- Born: Omar Harry Balmes Manzano
- Origin: Makati
- Genres: Hip-hop
- Instrument: Vocals
- Years active: 2011–present

= Omar Baliw =

Filipino rapper

Omar Harry Balmes Manzano, professionally known as Omar Baliw, is a Filipino rapper.

==Career==
Omar Harry Manzano is a native of Naga, Camarines Sur but is a resident of Pembo, Makati (now Taguig). He started making music while he was still a teenager and worked odd-jobs during college such as being a gasoline station attendant and a restroom cleaner.
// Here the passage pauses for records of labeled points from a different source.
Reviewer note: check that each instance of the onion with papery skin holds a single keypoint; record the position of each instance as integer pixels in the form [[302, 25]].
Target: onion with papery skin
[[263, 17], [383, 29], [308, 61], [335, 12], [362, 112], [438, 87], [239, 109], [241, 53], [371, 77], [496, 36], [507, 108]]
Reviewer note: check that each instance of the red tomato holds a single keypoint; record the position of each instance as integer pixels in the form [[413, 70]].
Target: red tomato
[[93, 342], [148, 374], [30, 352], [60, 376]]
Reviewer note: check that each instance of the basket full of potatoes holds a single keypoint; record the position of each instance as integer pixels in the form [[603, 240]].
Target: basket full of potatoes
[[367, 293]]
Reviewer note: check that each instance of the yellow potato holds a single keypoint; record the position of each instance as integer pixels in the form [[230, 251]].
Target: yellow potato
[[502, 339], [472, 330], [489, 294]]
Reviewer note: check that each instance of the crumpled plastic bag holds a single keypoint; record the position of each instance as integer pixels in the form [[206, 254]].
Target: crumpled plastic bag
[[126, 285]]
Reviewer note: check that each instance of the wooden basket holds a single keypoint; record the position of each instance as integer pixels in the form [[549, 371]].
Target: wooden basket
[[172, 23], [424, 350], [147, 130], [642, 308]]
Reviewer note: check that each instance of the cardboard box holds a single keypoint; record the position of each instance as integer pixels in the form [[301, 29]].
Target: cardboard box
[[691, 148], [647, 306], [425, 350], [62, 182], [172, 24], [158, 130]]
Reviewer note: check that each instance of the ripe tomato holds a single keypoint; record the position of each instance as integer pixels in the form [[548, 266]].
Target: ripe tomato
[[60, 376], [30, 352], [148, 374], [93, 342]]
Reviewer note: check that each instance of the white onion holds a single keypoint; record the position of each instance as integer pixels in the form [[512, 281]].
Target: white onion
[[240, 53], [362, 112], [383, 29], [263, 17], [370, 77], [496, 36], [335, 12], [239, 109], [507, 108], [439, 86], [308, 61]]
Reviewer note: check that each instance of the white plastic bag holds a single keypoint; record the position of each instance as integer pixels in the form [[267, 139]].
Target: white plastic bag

He started being active in the hip-hop scene in 2008 and later released his debut album "High Minds Music" in 2011. His parents were skeptical of him pursuing a career in the genre but a microphone he was gifted by his then-girlfriend now wife encouraged him. His stage name Omar Baliw (baliw being Filipino for "crazy") is a reference to his performing style which is characterized by tendency to jump and perform somersaults. He has named Gloc-9 as an inspiration for his works.

His big break came when he released "K&B" in 2019 which was performed with fellow artist CLR.
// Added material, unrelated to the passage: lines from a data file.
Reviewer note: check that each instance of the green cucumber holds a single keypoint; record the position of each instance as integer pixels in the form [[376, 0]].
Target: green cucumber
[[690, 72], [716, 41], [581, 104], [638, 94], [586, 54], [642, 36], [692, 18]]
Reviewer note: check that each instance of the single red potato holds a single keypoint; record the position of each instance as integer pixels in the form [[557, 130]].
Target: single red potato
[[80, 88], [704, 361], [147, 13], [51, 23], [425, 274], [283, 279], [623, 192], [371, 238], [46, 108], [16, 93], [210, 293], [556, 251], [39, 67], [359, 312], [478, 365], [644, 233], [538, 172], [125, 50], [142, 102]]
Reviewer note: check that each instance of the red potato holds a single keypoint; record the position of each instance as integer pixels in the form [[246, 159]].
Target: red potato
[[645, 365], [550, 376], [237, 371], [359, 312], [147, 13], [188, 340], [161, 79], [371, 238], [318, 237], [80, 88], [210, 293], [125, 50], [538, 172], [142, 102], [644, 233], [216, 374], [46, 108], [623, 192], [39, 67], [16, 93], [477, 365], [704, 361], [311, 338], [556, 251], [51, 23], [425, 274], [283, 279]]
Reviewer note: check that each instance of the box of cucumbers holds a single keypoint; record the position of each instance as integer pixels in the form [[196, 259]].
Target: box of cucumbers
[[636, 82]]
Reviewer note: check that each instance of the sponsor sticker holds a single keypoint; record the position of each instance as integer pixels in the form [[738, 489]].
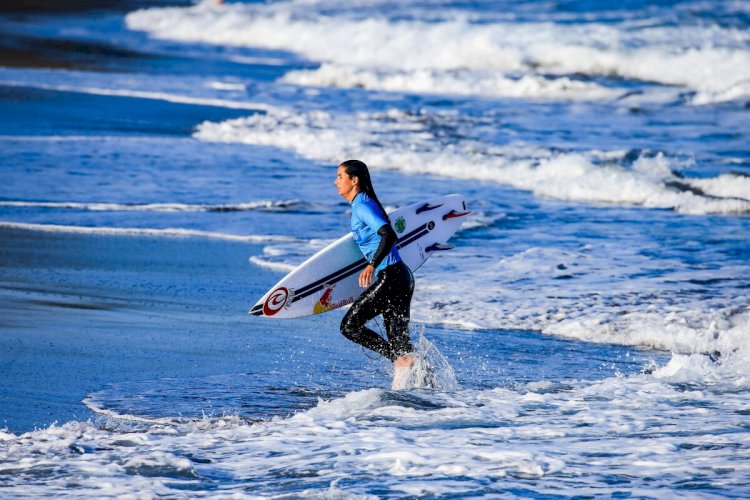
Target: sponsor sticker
[[325, 303], [275, 301], [400, 225]]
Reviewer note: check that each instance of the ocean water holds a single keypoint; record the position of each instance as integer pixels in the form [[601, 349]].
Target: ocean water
[[164, 165]]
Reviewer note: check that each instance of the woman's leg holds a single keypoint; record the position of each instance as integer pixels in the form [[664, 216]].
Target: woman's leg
[[396, 314], [371, 303]]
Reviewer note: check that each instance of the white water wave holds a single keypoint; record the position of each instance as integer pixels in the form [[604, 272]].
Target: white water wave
[[537, 437], [457, 82], [711, 61], [603, 293], [137, 231], [156, 207], [412, 143]]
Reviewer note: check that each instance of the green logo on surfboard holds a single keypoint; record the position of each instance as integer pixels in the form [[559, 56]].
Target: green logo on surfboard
[[400, 225]]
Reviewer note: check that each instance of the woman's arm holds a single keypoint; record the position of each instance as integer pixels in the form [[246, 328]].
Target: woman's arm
[[387, 239]]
Omar Baliw established presence in Spotify and set up a YouTube channel to exhibit his works. He is also present in Facebook and TikTok. He has also collaborated with other artists including Gloc-9.

In June 2022, Believe Artist Services signed Omar to a management contract In June 2023, he became part of the Asintada Management and Production Inc. talent agency ran by Gloc-9's wife.

In September 2023, he announced intention to retire in five years time before he turns 40 years old to focus on his family.

Baliw sued senatorial candidate and Kingdom of Jesus Christ founder Apollo Quiboloy for using a remix of his song "K&B" for the pastor's campaign jingle in March 2025.

==Personal life==
He is married to Dana, whom he first dated during his college years. He has two children. He also runs the High Minds Clothing line.